Et Éric Jallas insiste : la R&D est le cœur de métier et la raison d'être d'ITK. Parmi les 96 salariés (11 nationalités différentes), 40 % sont docteurs, soit 37 actuellement.

« 80 % de notre activité est de la R&D, souligne le dirigeant. Chez nous, 1 € du crédit impôt recherche permet 6 € de R&D, quand la moyenne nationale est de 1 pour 1... ITK a perçu 1,5 M€ au titre du CIR 2017 (1,3 M€ en 2016, NDLR). 36 % de notre R&D est financée sur nos fonds propres. »

L'entreprise porte des projets de recherche collaboratifs avec des laboratoires publics (INRA, Irstea, SupAgro, etc.), mais aussi avec de grands groupes privés comme Bayer par exemple.

Sollicitée par le gouvernement

Preuve de son expertise en R&D, l'entreprise montpelliéraine ITK a été auditionnée en novembre 2017 dans le cadre d'un rapport sur l'intelligence artificielle commandé par Emmanuel Macron à Cédric Villani. Le mathématicien et député LREM a en effet été missionné par le gouvernement, dès septembre 2017, pour « construire une stratégie nationale » dans le domaine de l'intelligence artificielle.

« C'est une reconnaissance d'ITK dans le domaine de l'agri-intelligence, où nous sommes pionniers, souligne avec satisfaction Laïd Hafssa, directeur commercial et marketing chez ITK. Jusqu'à présent, ITK n'était pas reconnue pour ses chercheurs. Désormais, on s'intéresse à nous. »
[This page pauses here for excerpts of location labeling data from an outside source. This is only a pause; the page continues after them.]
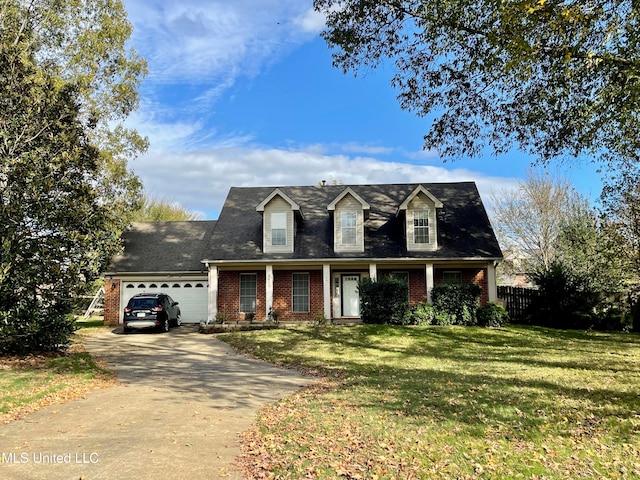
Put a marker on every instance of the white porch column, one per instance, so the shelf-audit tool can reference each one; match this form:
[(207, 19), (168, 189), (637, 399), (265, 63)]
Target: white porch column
[(268, 289), (429, 280), (373, 272), (491, 283), (213, 292), (326, 290)]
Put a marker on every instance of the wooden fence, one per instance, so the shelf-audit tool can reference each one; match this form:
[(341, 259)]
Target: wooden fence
[(516, 300)]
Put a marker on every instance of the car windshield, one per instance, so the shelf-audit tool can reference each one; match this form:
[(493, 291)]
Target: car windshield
[(142, 303)]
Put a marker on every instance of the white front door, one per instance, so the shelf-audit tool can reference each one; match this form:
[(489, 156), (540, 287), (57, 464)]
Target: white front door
[(350, 296)]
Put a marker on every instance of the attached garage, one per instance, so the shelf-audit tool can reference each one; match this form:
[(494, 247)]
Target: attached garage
[(161, 257), (191, 294)]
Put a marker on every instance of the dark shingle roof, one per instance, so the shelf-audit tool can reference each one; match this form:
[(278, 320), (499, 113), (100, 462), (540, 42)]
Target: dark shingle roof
[(164, 247), (464, 229)]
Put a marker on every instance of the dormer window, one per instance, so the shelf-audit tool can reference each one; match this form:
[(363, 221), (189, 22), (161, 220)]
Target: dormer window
[(278, 228), (420, 219), (350, 211), (349, 225), (421, 226), (279, 216)]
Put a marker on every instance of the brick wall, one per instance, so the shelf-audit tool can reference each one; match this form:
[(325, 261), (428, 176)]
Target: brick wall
[(283, 295), (229, 295), (417, 283), (111, 301), (469, 275)]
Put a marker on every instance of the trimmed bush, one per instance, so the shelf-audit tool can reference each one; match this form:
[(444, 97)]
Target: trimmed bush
[(423, 314), (24, 330), (492, 315), (459, 301), (565, 299), (385, 301)]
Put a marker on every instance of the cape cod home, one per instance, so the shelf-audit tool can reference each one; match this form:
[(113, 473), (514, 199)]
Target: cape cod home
[(301, 251)]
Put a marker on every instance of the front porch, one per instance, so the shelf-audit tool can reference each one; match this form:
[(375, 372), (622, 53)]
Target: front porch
[(313, 293)]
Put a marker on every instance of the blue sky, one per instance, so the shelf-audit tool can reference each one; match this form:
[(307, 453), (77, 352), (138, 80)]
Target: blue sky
[(243, 93)]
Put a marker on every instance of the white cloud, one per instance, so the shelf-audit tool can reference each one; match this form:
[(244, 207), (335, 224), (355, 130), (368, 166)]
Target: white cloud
[(199, 41), (310, 21), (200, 180)]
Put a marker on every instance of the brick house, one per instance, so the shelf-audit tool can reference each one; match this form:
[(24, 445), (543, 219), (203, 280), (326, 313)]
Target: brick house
[(303, 250)]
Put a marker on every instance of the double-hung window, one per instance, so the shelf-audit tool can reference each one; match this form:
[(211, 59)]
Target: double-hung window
[(348, 223), (300, 292), (421, 226), (278, 228), (248, 292)]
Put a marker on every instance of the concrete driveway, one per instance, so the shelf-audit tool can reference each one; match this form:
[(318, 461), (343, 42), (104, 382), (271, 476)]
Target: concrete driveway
[(183, 400)]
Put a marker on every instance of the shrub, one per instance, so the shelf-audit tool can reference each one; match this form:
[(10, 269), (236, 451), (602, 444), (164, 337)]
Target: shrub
[(384, 301), (458, 300), (422, 314), (221, 317), (442, 319), (24, 330), (492, 315), (565, 300)]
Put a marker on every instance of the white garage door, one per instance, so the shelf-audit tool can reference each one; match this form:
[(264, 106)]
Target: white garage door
[(190, 294)]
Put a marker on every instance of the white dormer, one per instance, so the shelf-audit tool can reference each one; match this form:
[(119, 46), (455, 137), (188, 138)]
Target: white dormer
[(349, 214), (278, 222), (420, 224)]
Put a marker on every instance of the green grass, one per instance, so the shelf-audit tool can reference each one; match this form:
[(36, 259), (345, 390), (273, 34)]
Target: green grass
[(91, 322), (450, 402), (31, 382)]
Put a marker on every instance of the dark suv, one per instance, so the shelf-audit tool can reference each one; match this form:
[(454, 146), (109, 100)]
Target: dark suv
[(155, 311)]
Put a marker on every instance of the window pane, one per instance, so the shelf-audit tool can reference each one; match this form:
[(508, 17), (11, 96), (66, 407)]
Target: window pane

Membre de l'Académie d'agriculture de France

Autre satisfaction pour l'entreprise sur le même chapitre : à compter du mercredi 10 janvier 2018, Philippe Stoop, docteur-ingénieur agronome, expert de l'aide à la décision en agronomie depuis vingt ans et directeur de R&D d'ITK, devient membre de l'Académie d'agriculture de France, une institution qui a pour mission de contribuer par une réflexion à l'évolution de l'agriculture et du monde rural.

Philippe Stoop était également invité sur le plateau de l'émission de radio de Frédéric Taddéi, l'Europe 1 Social Club, le 30 novembre dernier, où l'on débattait sur le glyphosate.